Long time lurker, first time poster

I finally pulled the trigger on a 5D3(refurb), and some L Glass.
What kind of checklist do you usually go thru to prove to yourself that your copy is good,
and don't need to send it back or for calibration right away?


----------



## Mt Spokane Photography (Apr 3, 2013)

First, I checked the number of actuations.

2nd, I did a AFMA on all my lenses, the results were similar to my 5D MK II

3rd, I put the lens cap on and took exposures of varying times, and then looked at the dark frame for excessive hot pixels or noise.

4. Took photos with my lenses with varying settings looking for over or under exposure.

5. On the 2nd Day, I started taking photos.


----------



## expatinasia (Apr 3, 2013)

I shake it a little to make sure nothing rattles.

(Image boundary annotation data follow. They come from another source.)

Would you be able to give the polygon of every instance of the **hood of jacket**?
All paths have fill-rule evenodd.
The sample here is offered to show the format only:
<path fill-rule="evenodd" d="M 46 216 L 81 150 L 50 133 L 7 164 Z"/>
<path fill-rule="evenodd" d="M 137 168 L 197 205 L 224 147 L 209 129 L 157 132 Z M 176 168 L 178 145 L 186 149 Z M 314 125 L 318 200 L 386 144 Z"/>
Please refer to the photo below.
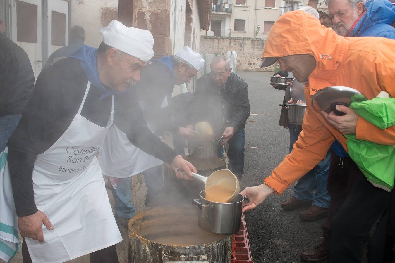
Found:
<path fill-rule="evenodd" d="M 348 33 L 350 37 L 383 37 L 395 38 L 395 6 L 388 0 L 369 0 L 366 10 L 355 22 Z"/>
<path fill-rule="evenodd" d="M 329 79 L 339 69 L 348 45 L 347 39 L 321 25 L 313 16 L 297 10 L 287 12 L 275 23 L 262 58 L 310 55 L 316 63 L 310 76 Z"/>

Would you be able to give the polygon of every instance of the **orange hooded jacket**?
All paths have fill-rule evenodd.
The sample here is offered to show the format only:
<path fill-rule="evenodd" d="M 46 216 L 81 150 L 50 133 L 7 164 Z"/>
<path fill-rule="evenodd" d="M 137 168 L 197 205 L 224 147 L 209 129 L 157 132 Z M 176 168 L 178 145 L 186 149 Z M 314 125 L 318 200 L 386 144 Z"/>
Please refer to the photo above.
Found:
<path fill-rule="evenodd" d="M 305 85 L 307 110 L 303 131 L 292 152 L 266 177 L 265 184 L 280 194 L 324 159 L 335 139 L 347 150 L 347 139 L 312 108 L 312 95 L 325 87 L 345 86 L 359 90 L 368 99 L 382 90 L 395 97 L 394 50 L 395 40 L 344 38 L 302 11 L 288 12 L 277 20 L 267 37 L 262 58 L 308 54 L 315 59 L 316 67 Z M 360 117 L 356 135 L 359 140 L 395 144 L 395 126 L 382 130 Z"/>

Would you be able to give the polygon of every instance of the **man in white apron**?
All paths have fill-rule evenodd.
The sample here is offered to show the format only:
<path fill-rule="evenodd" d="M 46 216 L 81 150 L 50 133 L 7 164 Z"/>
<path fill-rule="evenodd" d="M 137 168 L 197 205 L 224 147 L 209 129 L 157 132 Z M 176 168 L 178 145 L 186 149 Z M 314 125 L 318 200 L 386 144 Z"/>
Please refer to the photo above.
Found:
<path fill-rule="evenodd" d="M 89 253 L 92 262 L 118 262 L 115 244 L 122 239 L 95 154 L 113 123 L 114 96 L 139 81 L 154 55 L 153 38 L 116 21 L 100 32 L 98 49 L 84 46 L 42 71 L 8 144 L 24 262 L 63 262 Z M 196 171 L 146 126 L 131 120 L 121 129 L 173 169 L 191 176 Z"/>
<path fill-rule="evenodd" d="M 190 134 L 194 134 L 192 129 L 181 127 L 179 121 L 170 122 L 168 102 L 174 85 L 190 82 L 204 65 L 201 56 L 185 46 L 175 55 L 149 62 L 141 70 L 140 81 L 136 85 L 139 102 L 144 118 L 159 138 L 164 136 L 165 131 L 186 138 Z M 132 93 L 129 93 L 125 95 L 129 98 L 122 96 L 118 99 L 122 101 L 119 104 L 122 107 L 121 112 L 129 110 L 133 104 L 130 101 L 135 99 Z M 118 125 L 120 122 L 124 122 L 117 112 L 115 116 L 116 125 Z M 136 173 L 143 172 L 147 188 L 145 205 L 152 207 L 167 204 L 167 200 L 164 198 L 162 163 L 127 143 L 129 141 L 126 136 L 117 127 L 112 128 L 110 133 L 101 147 L 99 162 L 104 174 L 116 178 L 117 185 L 112 183 L 111 188 L 116 201 L 114 207 L 115 219 L 119 224 L 127 227 L 127 222 L 135 211 L 133 204 L 130 202 L 131 191 L 128 186 L 131 177 Z M 182 142 L 183 151 L 183 140 Z M 137 161 L 137 159 L 139 160 Z M 114 181 L 112 178 L 111 181 Z M 121 185 L 118 185 L 119 182 L 122 183 Z"/>

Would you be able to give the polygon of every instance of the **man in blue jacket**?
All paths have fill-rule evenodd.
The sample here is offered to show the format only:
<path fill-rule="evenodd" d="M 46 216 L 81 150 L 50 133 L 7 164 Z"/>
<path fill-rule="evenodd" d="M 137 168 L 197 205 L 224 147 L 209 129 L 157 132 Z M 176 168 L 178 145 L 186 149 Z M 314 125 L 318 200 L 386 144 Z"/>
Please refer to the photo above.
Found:
<path fill-rule="evenodd" d="M 395 7 L 388 0 L 327 0 L 329 16 L 333 30 L 339 35 L 350 37 L 381 37 L 395 39 Z M 331 197 L 327 220 L 322 225 L 324 240 L 318 246 L 302 251 L 300 256 L 305 261 L 317 262 L 327 258 L 329 255 L 331 222 L 346 200 L 357 179 L 357 169 L 355 162 L 349 157 L 341 145 L 335 141 L 331 147 L 331 161 L 327 185 Z M 388 213 L 382 217 L 378 227 L 385 232 Z M 375 235 L 371 242 L 368 258 L 370 262 L 385 262 L 384 239 L 382 235 Z M 342 244 L 331 244 L 333 246 Z M 330 261 L 331 259 L 329 259 Z"/>

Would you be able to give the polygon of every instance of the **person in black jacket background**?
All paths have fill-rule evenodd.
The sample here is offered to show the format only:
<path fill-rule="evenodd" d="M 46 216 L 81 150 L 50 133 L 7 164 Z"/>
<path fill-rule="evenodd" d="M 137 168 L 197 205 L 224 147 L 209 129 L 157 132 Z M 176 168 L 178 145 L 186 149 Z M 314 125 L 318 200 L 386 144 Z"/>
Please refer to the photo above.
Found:
<path fill-rule="evenodd" d="M 244 128 L 250 114 L 247 83 L 232 73 L 225 56 L 215 57 L 210 67 L 211 72 L 196 81 L 187 127 L 205 121 L 214 133 L 223 135 L 222 144 L 229 145 L 228 168 L 240 180 L 244 168 Z"/>
<path fill-rule="evenodd" d="M 0 26 L 5 28 L 0 20 Z M 23 49 L 0 30 L 0 151 L 21 119 L 34 89 L 34 74 Z"/>

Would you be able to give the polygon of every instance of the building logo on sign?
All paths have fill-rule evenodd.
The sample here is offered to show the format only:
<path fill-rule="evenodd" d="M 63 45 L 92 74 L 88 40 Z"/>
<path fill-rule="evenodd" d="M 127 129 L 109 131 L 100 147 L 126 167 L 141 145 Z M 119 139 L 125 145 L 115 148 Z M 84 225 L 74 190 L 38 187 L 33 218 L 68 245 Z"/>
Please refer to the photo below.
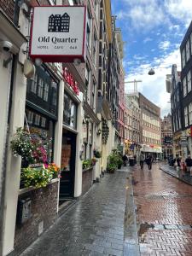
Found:
<path fill-rule="evenodd" d="M 71 86 L 73 91 L 79 95 L 79 89 L 78 87 L 78 82 L 73 79 L 73 75 L 68 72 L 67 67 L 63 68 L 63 78 L 67 82 L 67 84 Z"/>
<path fill-rule="evenodd" d="M 39 58 L 44 62 L 84 62 L 85 6 L 36 6 L 32 17 L 32 59 Z"/>
<path fill-rule="evenodd" d="M 49 17 L 48 32 L 69 32 L 70 17 L 65 13 L 61 15 L 51 15 Z"/>

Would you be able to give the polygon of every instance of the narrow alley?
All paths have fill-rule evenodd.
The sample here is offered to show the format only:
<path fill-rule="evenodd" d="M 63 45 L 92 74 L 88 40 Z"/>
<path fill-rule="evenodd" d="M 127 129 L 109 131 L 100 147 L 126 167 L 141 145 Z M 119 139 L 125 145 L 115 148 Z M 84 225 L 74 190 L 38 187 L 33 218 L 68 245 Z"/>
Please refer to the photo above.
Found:
<path fill-rule="evenodd" d="M 125 239 L 129 242 L 131 236 L 126 237 L 124 224 L 131 183 L 139 254 L 192 255 L 192 187 L 159 167 L 154 164 L 149 171 L 137 166 L 106 174 L 21 255 L 137 255 L 125 247 Z"/>

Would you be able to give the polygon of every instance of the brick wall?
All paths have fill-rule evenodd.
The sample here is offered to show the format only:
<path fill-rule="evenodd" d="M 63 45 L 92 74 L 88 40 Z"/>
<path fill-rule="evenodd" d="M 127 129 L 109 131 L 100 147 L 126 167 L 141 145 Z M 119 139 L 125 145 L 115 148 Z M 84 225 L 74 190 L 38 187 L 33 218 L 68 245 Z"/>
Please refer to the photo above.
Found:
<path fill-rule="evenodd" d="M 82 176 L 82 195 L 86 193 L 93 183 L 93 168 L 83 171 Z"/>
<path fill-rule="evenodd" d="M 14 0 L 0 0 L 0 9 L 6 14 L 6 15 L 11 20 L 14 20 L 14 9 L 15 9 L 15 2 Z"/>
<path fill-rule="evenodd" d="M 19 199 L 31 198 L 32 216 L 22 225 L 16 225 L 15 251 L 11 256 L 19 255 L 38 238 L 40 222 L 44 221 L 44 231 L 55 222 L 57 218 L 57 193 L 58 182 L 19 196 Z"/>

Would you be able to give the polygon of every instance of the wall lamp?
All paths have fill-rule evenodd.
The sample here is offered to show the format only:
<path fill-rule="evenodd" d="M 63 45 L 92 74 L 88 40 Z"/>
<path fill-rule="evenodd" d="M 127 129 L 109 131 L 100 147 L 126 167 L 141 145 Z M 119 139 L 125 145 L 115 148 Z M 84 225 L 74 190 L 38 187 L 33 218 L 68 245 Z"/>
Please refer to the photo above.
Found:
<path fill-rule="evenodd" d="M 96 131 L 96 135 L 100 135 L 102 133 L 102 130 L 99 128 Z"/>

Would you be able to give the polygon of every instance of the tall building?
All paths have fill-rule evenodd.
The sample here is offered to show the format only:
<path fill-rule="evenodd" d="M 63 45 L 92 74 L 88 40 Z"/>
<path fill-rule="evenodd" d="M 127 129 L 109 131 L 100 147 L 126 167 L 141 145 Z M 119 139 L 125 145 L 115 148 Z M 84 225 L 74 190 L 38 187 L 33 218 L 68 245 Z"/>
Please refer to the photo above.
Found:
<path fill-rule="evenodd" d="M 60 5 L 87 7 L 85 63 L 43 63 L 26 78 L 23 67 L 28 59 L 26 38 L 34 1 L 1 3 L 0 44 L 8 41 L 10 47 L 0 49 L 0 250 L 4 256 L 20 254 L 55 222 L 62 202 L 84 195 L 106 169 L 107 157 L 119 142 L 121 54 L 109 0 L 58 0 Z M 48 0 L 38 1 L 43 3 L 49 5 Z M 73 22 L 67 15 L 63 18 L 61 24 Z M 49 26 L 54 22 L 51 20 Z M 49 29 L 57 31 L 55 25 Z M 22 187 L 24 163 L 10 150 L 17 127 L 50 139 L 48 160 L 61 166 L 60 182 L 51 180 L 41 189 Z M 83 169 L 94 149 L 102 151 L 102 157 L 95 166 Z M 22 212 L 26 208 L 29 214 Z"/>
<path fill-rule="evenodd" d="M 172 115 L 164 116 L 161 119 L 161 145 L 162 158 L 167 159 L 173 156 Z"/>
<path fill-rule="evenodd" d="M 125 124 L 124 124 L 124 137 L 125 137 L 125 153 L 126 154 L 131 154 L 132 145 L 132 109 L 129 97 L 125 97 Z"/>
<path fill-rule="evenodd" d="M 115 30 L 118 55 L 119 60 L 119 143 L 123 145 L 125 141 L 125 71 L 123 67 L 124 44 L 119 28 Z M 123 153 L 123 152 L 122 152 Z"/>
<path fill-rule="evenodd" d="M 127 124 L 131 123 L 131 128 L 128 129 L 130 132 L 129 137 L 130 153 L 131 154 L 139 154 L 140 148 L 140 107 L 139 107 L 139 92 L 137 89 L 128 90 L 128 93 L 125 94 L 127 113 Z"/>
<path fill-rule="evenodd" d="M 192 22 L 190 23 L 180 45 L 181 52 L 181 123 L 182 123 L 182 155 L 192 154 Z"/>
<path fill-rule="evenodd" d="M 141 151 L 161 157 L 160 108 L 139 93 Z"/>
<path fill-rule="evenodd" d="M 172 129 L 173 141 L 173 156 L 182 155 L 182 90 L 181 73 L 177 70 L 177 65 L 172 65 L 172 76 L 166 77 L 166 91 L 171 94 Z"/>

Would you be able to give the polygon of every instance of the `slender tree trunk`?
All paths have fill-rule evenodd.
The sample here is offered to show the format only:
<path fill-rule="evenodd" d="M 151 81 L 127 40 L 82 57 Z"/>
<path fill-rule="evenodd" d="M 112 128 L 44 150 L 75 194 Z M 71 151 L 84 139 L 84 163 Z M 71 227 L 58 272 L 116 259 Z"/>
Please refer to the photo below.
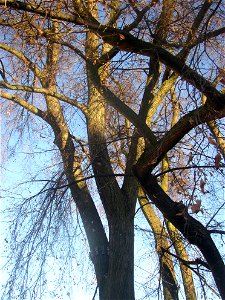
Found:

Apart from that, I just check all the ports look ok, there are no dents or scratches, a quick look inside to check the mirror, simple stuff like that. The real test is when you turn it on and start taking pictures. For that, following what Mt Spokane Photography suggested is a good idea.


----------



## Harv (Apr 3, 2013)

Charge the battery and go take pictures.


----------



## neuroanatomist (Apr 3, 2013)

Bodies I do pretty much what Mt. Spokane does. Lenses I check centering (equal corner sharpness, symmetrical vignetting), AFMA them and check AF consistency (with FoCal), and then I shoot for real.


----------



## RLPhoto (Apr 3, 2013)

I give it a sniff test and the old tire kick test. Usually followed by a series of shots on most AF points and all servo modes, etc.


----------



## RGF (Apr 3, 2013)

After charging the battery, learning the controls (if it is a new model, not just a copy of a model I already have), do some test shots of the dog (or if I am lucky my wife and the dog together). There are so many variables that it is hard to test everything - seldom get a new camera before a big shoot. Like to have a month or 2 early, but that is not always possible.


----------



## Richard8971 (Apr 3, 2013)

Well, nothing like a test run going out shooting.  

D


----------



## mrsfotografie (Apr 3, 2013)

I take an evening to sit down and configure/learn the controls on the camera. With a new lens I'll take some 'real world' test shots in and around the house but nothing involving test charts or the like. Then I'll usually take it out on a foto-shoot the next weekend, always nice to use new gear  Any fault should quickly become apparent if you start using the stuff before the return period is over.


----------



## rumorzmonger (Apr 4, 2013)

Go out and take pictures - it's the only test that actually matters.


----------